Di tutto ciò il lettore viene a conoscenza attraverso lunghi flashback: il romanzo si apre infatti alle porte del convento nella campagna aretina dove si è rifugiata, quasi vent’anni prima, Irene. Qualche giorno prima Matilde ha rivelato ai genitori di essere incinta: Emma, terrorizzata che la figlia riviva ciò che è toccato a lei, si lascia sfuggire un riferimento al suo aborto mancato e il coinvolgimento di Irene nella faccenda. Matilde, che sta affrontando la gravidanza con una maturità superiore ai suoi 18 anni, parte sulle tracce dell’amica della madre. Anche Emma si precipita al convento «come un pugile prima di un incontro». Non trova la figlia, ma Irene è lì, a distanza di 18 anni, davanti a lei, con i capelli neri tagliati corti e una ruga che le attraversa la fronte, un’amica nemica alla resa dei conti.

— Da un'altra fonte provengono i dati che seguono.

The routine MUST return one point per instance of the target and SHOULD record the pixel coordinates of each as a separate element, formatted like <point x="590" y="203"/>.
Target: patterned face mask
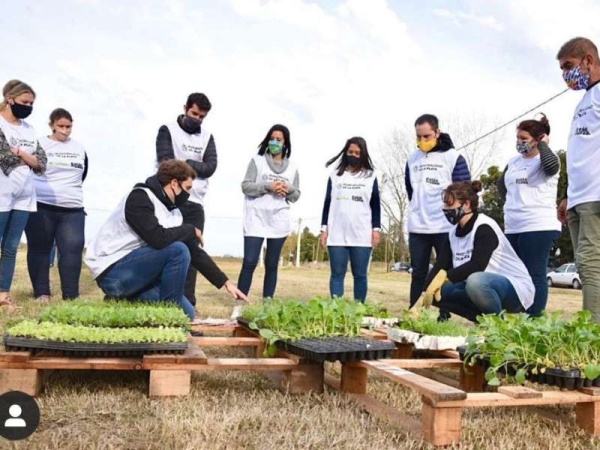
<point x="523" y="147"/>
<point x="577" y="80"/>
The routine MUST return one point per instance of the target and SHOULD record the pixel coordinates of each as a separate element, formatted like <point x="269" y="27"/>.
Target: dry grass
<point x="85" y="409"/>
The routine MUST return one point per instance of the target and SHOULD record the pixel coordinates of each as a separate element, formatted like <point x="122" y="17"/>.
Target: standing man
<point x="430" y="169"/>
<point x="579" y="62"/>
<point x="186" y="140"/>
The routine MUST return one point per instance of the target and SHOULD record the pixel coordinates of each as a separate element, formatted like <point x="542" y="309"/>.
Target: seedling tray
<point x="564" y="379"/>
<point x="12" y="343"/>
<point x="342" y="349"/>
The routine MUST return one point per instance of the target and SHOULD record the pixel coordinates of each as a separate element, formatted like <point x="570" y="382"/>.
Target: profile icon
<point x="15" y="420"/>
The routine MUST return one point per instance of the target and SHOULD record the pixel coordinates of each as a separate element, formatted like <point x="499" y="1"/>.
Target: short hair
<point x="577" y="48"/>
<point x="174" y="169"/>
<point x="200" y="100"/>
<point x="60" y="113"/>
<point x="428" y="118"/>
<point x="463" y="191"/>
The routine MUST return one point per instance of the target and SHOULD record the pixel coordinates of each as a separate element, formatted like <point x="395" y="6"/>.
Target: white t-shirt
<point x="583" y="150"/>
<point x="530" y="197"/>
<point x="116" y="239"/>
<point x="268" y="216"/>
<point x="16" y="190"/>
<point x="349" y="223"/>
<point x="191" y="146"/>
<point x="504" y="260"/>
<point x="430" y="174"/>
<point x="60" y="185"/>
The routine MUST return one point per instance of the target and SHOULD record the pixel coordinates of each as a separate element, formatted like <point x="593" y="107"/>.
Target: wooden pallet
<point x="169" y="375"/>
<point x="442" y="404"/>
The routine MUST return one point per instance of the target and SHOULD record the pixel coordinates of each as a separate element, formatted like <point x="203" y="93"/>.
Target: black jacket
<point x="140" y="216"/>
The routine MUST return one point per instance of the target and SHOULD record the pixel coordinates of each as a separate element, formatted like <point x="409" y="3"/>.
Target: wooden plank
<point x="429" y="363"/>
<point x="437" y="377"/>
<point x="587" y="417"/>
<point x="169" y="383"/>
<point x="354" y="379"/>
<point x="441" y="426"/>
<point x="211" y="341"/>
<point x="593" y="391"/>
<point x="519" y="392"/>
<point x="432" y="389"/>
<point x="15" y="356"/>
<point x="485" y="399"/>
<point x="24" y="380"/>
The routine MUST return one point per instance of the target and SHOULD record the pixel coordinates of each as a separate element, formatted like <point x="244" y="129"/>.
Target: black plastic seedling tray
<point x="564" y="379"/>
<point x="335" y="348"/>
<point x="12" y="343"/>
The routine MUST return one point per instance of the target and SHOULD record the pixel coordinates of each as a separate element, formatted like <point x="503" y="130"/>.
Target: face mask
<point x="191" y="125"/>
<point x="523" y="147"/>
<point x="275" y="147"/>
<point x="454" y="215"/>
<point x="182" y="197"/>
<point x="353" y="161"/>
<point x="577" y="80"/>
<point x="21" y="111"/>
<point x="427" y="146"/>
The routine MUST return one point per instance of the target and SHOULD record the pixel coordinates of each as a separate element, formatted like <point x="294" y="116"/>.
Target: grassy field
<point x="85" y="409"/>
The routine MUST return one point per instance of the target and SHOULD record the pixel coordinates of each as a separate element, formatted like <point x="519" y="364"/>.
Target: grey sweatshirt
<point x="252" y="188"/>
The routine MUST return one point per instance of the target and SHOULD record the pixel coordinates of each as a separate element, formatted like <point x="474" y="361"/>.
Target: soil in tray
<point x="12" y="343"/>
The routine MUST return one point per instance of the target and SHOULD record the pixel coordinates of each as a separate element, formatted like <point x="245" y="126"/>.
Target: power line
<point x="514" y="119"/>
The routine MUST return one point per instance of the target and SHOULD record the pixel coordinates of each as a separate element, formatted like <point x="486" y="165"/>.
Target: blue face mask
<point x="275" y="147"/>
<point x="577" y="80"/>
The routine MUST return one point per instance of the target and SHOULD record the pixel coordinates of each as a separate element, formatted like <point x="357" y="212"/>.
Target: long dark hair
<point x="287" y="145"/>
<point x="365" y="159"/>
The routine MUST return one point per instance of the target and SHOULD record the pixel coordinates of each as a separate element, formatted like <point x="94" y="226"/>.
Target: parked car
<point x="565" y="275"/>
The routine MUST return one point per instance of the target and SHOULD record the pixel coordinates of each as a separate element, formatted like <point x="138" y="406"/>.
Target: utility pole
<point x="298" y="243"/>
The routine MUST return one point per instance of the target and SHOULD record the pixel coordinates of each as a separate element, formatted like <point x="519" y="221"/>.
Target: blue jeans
<point x="359" y="263"/>
<point x="151" y="275"/>
<point x="482" y="293"/>
<point x="420" y="246"/>
<point x="12" y="224"/>
<point x="67" y="228"/>
<point x="533" y="248"/>
<point x="252" y="246"/>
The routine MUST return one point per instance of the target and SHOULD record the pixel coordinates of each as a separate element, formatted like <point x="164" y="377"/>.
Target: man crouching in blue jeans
<point x="143" y="251"/>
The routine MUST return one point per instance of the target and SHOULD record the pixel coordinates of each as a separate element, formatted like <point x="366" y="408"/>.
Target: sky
<point x="329" y="70"/>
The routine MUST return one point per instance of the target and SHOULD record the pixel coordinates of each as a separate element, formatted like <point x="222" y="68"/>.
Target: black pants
<point x="193" y="213"/>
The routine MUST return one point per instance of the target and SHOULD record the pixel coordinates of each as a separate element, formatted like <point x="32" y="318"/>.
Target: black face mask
<point x="182" y="197"/>
<point x="353" y="161"/>
<point x="190" y="125"/>
<point x="21" y="111"/>
<point x="454" y="215"/>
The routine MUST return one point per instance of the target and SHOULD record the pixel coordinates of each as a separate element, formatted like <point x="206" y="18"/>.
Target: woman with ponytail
<point x="477" y="272"/>
<point x="351" y="221"/>
<point x="20" y="154"/>
<point x="529" y="185"/>
<point x="270" y="185"/>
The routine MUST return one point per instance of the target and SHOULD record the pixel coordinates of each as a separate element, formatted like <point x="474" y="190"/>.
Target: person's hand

Il ritmo accelera intorno alle storie di tre personaggi in cerca della propria strada: Emma di madre, donna e moglie all’inseguimento di una figlia che deve imparare a lasciare andare e di fronte ai conti con il proprio passato; Matilde del suo futuro nel campus di Cesena in costruzione, dove ha intenzione di andare a studiare ingegneria biomedica; Irene del chiarimento con l’amica, abbandonata nel momento di maggior bisogno, che le consenta di tornare alla pace del convento. Dietro l’apparente centralità del rapporto madre-figlia, filone particolarmente fortunato nella narrativa italiana degli ultimi anni e qui però declinato su più piani (quello di Emma con Matilde, ma anche di Emma con la propria madre, del tutto anaffettiva, e di Irene con la badessa che l’ha accolta e che è stata per lei figura materna), Insegnami la tempesta è un romanzo complesso sulle relazioni, quasi sempre aggrovigliate e conflittuali perfino quando la soluzione sarebbe a portata di mano. E tocca con delicatezza, ma senza equivoci, il tema della genitorialità: il personaggio di Fausto insegna che si può essere bravi genitori anche senza esserlo biologicamente. In mezzo, una reclusione in convento di manzoniana memoria, la storia nella storia di Irene, speculare ma opposta a quella dell’amica, in cui la rinuncia si fa scelta, appagante, di vita.